Shattered Dreams
Yesterday evening before I came home from work, I felt so compelled to go to the cemetery. I felt like I was being called there. Called to visit, and called to find closure. Called to a place that I had only been to once before. A place where I have never taken flowers, and to a place that I was unsure of where I was going, or could even find again.
The cemetery was beautiful. I parked my car outside a small chapel that was surrounded by fountains, tucked deep in the middle of the cemetery. Flowers and shrubs and small brick paths wound around all sides and ended with concrete benches that had scripture engraved upon them. I had only been inside the chapel once before, five years ago.
I don't remember if I ever told anyone about this little chapel that only held twelve short cushioned pews and a tiny little white coffin, so small that I could have carried it myself. On top, a single white rose with nine delicate white ribbons decorated the little box. This tiny little coffin held my unborn baby, and eight others.
There were four other couples in the chapel with us, and four other Mothers and Fathers that didn't come. This doesn't make them bad, it only made them not present. For I am sure they had shattered dreams too.
One particular young woman I noticed was so visibly upset that she could hardly sit there. She was sobbing out loud and her husband comforted her. Tears streamed down his face as he held onto her. After the prayer service, and after they announced each couples name that had lost their baby, we moved on to the cemetery. We walked, each holding the tiny white ribbon that was all that was left of our dreams. Surrounding us were other little graves .... all from The Women's Hospital, all little graves from other lost dreams. This hospital has a wonderful bereavement program, and they opt to have these services, and to have a burial if the parents so choose. The nurse in charge of this service, Darlene Inman RN helped me to feel like the child I lost had a home. He was somewhere that I knew would always be there. Somewhere that I could find peace in knowing that he had existed.
I spoke with the woman that was so visibly devastated with her loss. Her name was Tracy. She lived close to me, and she had miscarried twice before. We exchanged phone numbers and stayed in contact for a couple of years ... then lost touch. I heard through the grapevine that Tracy went on to have a son.
My husband and I were so devastated by our miscarriage, and we had kept our heartbreak to ourselves. We didn't share our plan with our families to go to the memorial service for the unborn babies that were lost, and buried together in a tiny white coffin. It was awkward for them, and as time went on, for them it was over. They didn't share our grief, or even begin to comprehend our loss.
Like a small piece of a precious treasure that was snatched from us, before we were able to reach out and grasp it, we lost it. I miscarried at nine weeks. A week after we saw that tiny heart beat. A week after we had chose a name. A week after we had a made a world full of plans, for this tiny little being, that wasn't meant to be. The dream of having this child was gone. We had planned his life. We had talked about how our lives would change, and how this child would grow up on this farm and would be so special.

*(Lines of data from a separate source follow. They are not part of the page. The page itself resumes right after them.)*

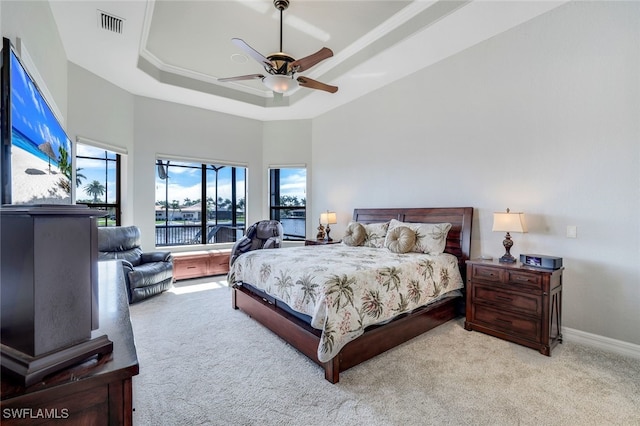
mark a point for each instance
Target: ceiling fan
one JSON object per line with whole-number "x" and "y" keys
{"x": 281, "y": 67}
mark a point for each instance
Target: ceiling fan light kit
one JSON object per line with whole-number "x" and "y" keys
{"x": 280, "y": 83}
{"x": 281, "y": 67}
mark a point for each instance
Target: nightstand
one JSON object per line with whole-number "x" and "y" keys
{"x": 320, "y": 242}
{"x": 515, "y": 302}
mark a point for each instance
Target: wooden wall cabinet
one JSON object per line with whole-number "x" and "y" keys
{"x": 517, "y": 303}
{"x": 202, "y": 263}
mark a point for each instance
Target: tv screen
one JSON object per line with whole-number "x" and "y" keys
{"x": 35, "y": 148}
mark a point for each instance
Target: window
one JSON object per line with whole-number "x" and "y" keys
{"x": 288, "y": 199}
{"x": 199, "y": 203}
{"x": 98, "y": 182}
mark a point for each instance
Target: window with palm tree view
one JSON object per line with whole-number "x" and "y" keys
{"x": 198, "y": 203}
{"x": 98, "y": 182}
{"x": 288, "y": 199}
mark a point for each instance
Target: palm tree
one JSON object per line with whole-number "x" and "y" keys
{"x": 96, "y": 189}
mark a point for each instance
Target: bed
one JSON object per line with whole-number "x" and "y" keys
{"x": 302, "y": 326}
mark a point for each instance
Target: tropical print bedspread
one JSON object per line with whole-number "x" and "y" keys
{"x": 344, "y": 289}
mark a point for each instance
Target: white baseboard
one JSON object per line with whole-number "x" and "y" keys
{"x": 605, "y": 343}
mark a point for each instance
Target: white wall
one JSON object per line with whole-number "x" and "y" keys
{"x": 102, "y": 112}
{"x": 541, "y": 119}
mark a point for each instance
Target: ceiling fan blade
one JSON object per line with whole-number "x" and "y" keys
{"x": 242, "y": 77}
{"x": 252, "y": 52}
{"x": 309, "y": 61}
{"x": 313, "y": 84}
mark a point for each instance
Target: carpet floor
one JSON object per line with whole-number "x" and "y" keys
{"x": 203, "y": 363}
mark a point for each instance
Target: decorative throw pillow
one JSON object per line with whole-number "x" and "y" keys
{"x": 375, "y": 234}
{"x": 431, "y": 238}
{"x": 354, "y": 235}
{"x": 400, "y": 239}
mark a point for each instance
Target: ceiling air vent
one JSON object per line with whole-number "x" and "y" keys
{"x": 109, "y": 22}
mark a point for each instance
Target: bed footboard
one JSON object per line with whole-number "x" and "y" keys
{"x": 373, "y": 342}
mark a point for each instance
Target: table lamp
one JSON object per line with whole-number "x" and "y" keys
{"x": 329, "y": 218}
{"x": 508, "y": 222}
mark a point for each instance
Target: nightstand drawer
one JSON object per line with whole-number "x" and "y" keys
{"x": 528, "y": 279}
{"x": 523, "y": 327}
{"x": 486, "y": 274}
{"x": 525, "y": 303}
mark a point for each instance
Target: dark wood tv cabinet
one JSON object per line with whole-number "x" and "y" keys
{"x": 97, "y": 391}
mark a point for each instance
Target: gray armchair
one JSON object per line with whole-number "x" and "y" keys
{"x": 146, "y": 274}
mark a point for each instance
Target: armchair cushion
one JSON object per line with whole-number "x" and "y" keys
{"x": 265, "y": 234}
{"x": 146, "y": 274}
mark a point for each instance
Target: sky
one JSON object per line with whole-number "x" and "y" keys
{"x": 185, "y": 183}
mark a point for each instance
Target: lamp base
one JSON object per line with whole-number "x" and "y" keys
{"x": 328, "y": 239}
{"x": 507, "y": 258}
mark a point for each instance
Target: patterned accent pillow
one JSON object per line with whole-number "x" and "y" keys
{"x": 400, "y": 239}
{"x": 375, "y": 234}
{"x": 354, "y": 235}
{"x": 431, "y": 238}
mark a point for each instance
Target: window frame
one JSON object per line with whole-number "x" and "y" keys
{"x": 275, "y": 194}
{"x": 117, "y": 206}
{"x": 204, "y": 167}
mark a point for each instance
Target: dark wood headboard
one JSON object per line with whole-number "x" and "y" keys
{"x": 460, "y": 218}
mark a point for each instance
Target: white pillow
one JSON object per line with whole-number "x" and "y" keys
{"x": 375, "y": 234}
{"x": 431, "y": 238}
{"x": 400, "y": 239}
{"x": 354, "y": 235}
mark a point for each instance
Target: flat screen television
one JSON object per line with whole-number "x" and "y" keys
{"x": 36, "y": 160}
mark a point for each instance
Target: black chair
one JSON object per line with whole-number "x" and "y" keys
{"x": 146, "y": 274}
{"x": 261, "y": 235}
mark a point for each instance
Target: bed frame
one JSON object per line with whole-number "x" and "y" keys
{"x": 376, "y": 339}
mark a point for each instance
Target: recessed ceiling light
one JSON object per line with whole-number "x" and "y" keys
{"x": 239, "y": 58}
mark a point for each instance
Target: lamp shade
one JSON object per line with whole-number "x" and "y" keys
{"x": 328, "y": 217}
{"x": 509, "y": 222}
{"x": 280, "y": 83}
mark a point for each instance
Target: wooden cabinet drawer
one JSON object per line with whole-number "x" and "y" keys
{"x": 486, "y": 274}
{"x": 512, "y": 301}
{"x": 527, "y": 279}
{"x": 521, "y": 326}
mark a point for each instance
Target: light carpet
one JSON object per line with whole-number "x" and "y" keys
{"x": 203, "y": 363}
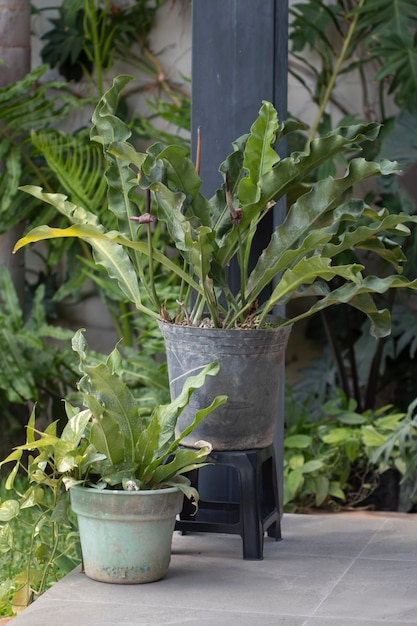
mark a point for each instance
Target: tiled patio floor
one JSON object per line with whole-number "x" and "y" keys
{"x": 329, "y": 570}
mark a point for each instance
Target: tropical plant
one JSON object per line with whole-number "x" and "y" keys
{"x": 324, "y": 223}
{"x": 372, "y": 44}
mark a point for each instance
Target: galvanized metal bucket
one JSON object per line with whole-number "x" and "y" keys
{"x": 251, "y": 372}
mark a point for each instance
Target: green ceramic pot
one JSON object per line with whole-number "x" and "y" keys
{"x": 126, "y": 536}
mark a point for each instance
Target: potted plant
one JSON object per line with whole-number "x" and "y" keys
{"x": 124, "y": 469}
{"x": 312, "y": 253}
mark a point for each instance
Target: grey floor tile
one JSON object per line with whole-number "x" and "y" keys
{"x": 375, "y": 590}
{"x": 111, "y": 614}
{"x": 321, "y": 534}
{"x": 397, "y": 539}
{"x": 291, "y": 585}
{"x": 349, "y": 621}
{"x": 327, "y": 571}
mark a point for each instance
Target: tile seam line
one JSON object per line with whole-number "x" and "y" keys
{"x": 354, "y": 559}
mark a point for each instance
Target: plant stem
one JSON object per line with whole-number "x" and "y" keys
{"x": 334, "y": 76}
{"x": 155, "y": 298}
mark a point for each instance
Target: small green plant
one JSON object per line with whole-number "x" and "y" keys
{"x": 112, "y": 442}
{"x": 39, "y": 541}
{"x": 398, "y": 449}
{"x": 331, "y": 462}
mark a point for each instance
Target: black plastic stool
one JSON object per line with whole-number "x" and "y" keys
{"x": 257, "y": 510}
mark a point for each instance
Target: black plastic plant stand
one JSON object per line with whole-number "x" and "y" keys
{"x": 257, "y": 510}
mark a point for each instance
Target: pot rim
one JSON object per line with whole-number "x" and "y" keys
{"x": 110, "y": 492}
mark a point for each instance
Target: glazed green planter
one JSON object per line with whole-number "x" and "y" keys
{"x": 126, "y": 536}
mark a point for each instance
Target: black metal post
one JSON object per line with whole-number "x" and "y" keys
{"x": 239, "y": 58}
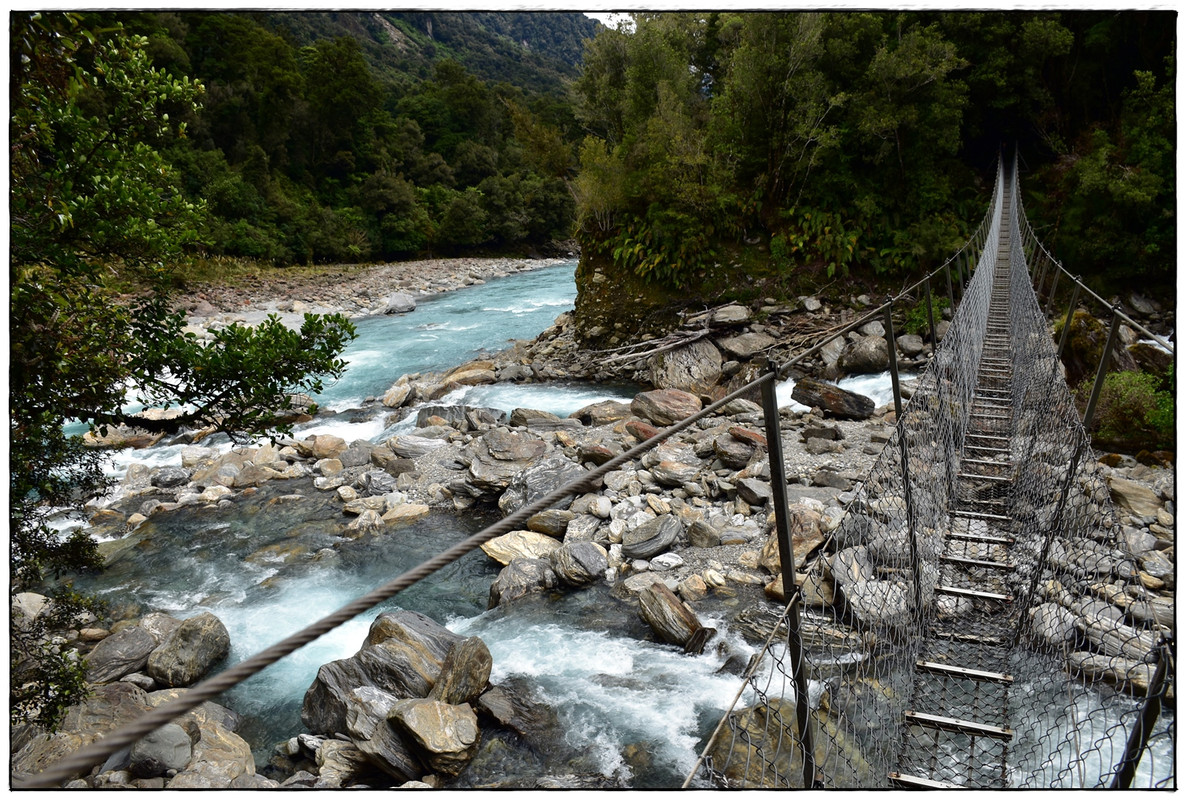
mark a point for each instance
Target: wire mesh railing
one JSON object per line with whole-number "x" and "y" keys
{"x": 982, "y": 536}
{"x": 977, "y": 619}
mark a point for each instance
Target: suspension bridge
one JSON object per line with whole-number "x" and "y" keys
{"x": 983, "y": 519}
{"x": 981, "y": 631}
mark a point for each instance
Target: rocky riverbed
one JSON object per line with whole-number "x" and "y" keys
{"x": 687, "y": 522}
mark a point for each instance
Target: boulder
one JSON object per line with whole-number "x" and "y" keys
{"x": 166, "y": 748}
{"x": 400, "y": 302}
{"x": 521, "y": 577}
{"x": 445, "y": 736}
{"x": 833, "y": 400}
{"x": 464, "y": 673}
{"x": 120, "y": 654}
{"x": 365, "y": 723}
{"x": 911, "y": 344}
{"x": 671, "y": 619}
{"x": 664, "y": 407}
{"x": 402, "y": 656}
{"x": 340, "y": 763}
{"x": 601, "y": 414}
{"x": 674, "y": 473}
{"x": 553, "y": 522}
{"x": 579, "y": 563}
{"x": 399, "y": 392}
{"x": 651, "y": 538}
{"x": 731, "y": 314}
{"x": 535, "y": 420}
{"x": 866, "y": 356}
{"x": 109, "y": 706}
{"x": 220, "y": 757}
{"x": 412, "y": 447}
{"x": 498, "y": 455}
{"x": 510, "y": 705}
{"x": 753, "y": 491}
{"x": 732, "y": 452}
{"x": 326, "y": 446}
{"x": 745, "y": 346}
{"x": 190, "y": 651}
{"x": 539, "y": 480}
{"x": 805, "y": 537}
{"x": 695, "y": 368}
{"x": 1135, "y": 497}
{"x": 520, "y": 544}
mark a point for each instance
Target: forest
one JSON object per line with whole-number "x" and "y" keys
{"x": 842, "y": 140}
{"x": 862, "y": 141}
{"x": 797, "y": 145}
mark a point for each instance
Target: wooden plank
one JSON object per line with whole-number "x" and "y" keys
{"x": 963, "y": 672}
{"x": 916, "y": 782}
{"x": 975, "y": 595}
{"x": 958, "y": 725}
{"x": 974, "y": 562}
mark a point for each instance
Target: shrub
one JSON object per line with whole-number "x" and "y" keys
{"x": 1133, "y": 411}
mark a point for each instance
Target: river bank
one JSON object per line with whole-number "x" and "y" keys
{"x": 694, "y": 517}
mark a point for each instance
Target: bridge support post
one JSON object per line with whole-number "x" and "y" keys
{"x": 1139, "y": 737}
{"x": 1053, "y": 289}
{"x": 1089, "y": 415}
{"x": 811, "y": 779}
{"x": 1070, "y": 315}
{"x": 893, "y": 362}
{"x": 930, "y": 317}
{"x": 951, "y": 292}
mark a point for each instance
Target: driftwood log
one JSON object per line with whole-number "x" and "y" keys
{"x": 831, "y": 400}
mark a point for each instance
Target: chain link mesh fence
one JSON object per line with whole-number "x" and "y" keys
{"x": 976, "y": 620}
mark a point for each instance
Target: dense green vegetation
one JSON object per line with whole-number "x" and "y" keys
{"x": 867, "y": 141}
{"x": 358, "y": 136}
{"x": 93, "y": 200}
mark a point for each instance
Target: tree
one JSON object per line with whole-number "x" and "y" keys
{"x": 96, "y": 209}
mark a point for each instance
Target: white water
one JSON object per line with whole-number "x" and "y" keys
{"x": 594, "y": 663}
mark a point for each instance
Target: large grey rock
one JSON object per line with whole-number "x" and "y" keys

Von had waited all his life to become a Father, and his dream of having his son with him vanished as quickly as it came, very unexpectedly.
So the drive to have a child bloomed and grew. We suffered two more devastating miscarriages over the next year. Then we successfully had our triplets: Sam, Jay and Meg. I was told once by a nurse I worked with, when we found out that we were having triplets, that God was giving back what was taken from us.
I still remember my due dates and still remember the dates I miscarried. I never thought this would happen to me. A woman that had successfully carried and delivered four healthy children almost twenty years before. A woman that was stunned to complete heartbreak.
I had been told to not have hope. To guard my heart. To not buy things for this baby. I was not at a safe point yet. But the maternal drive is strong ... stronger than anything I've ever experienced, from the very first moment that I knew this little being existed inside of me. And I had lost him, or her. It hurt.
Today I found that little grave. There were fresh flowers there. Someone else had come to visit. Someone else with a shattered dream. Someone else was called there, and someone else was remembering. I wondered if it was the young woman named Tracy that obliviously was very heartbroken by the loss of her unborn child, or was it one of the others. I also found the graves of the other two babies that we lost. Just larger than a brick, a flat little bronze stone marked where they each lay. There was only a date and a tiny pair of wings engraved on each stone. No names, but lots of shattered dreams lay there, just outside of baby land, under a little tree, not far from that peaceful little chapel that I sat in five years ago.
Tomorrow I will return with flowers ... and I will never forget them. I will pray for them and let them know that they have brothers and sisters, and my heart still yearns for them.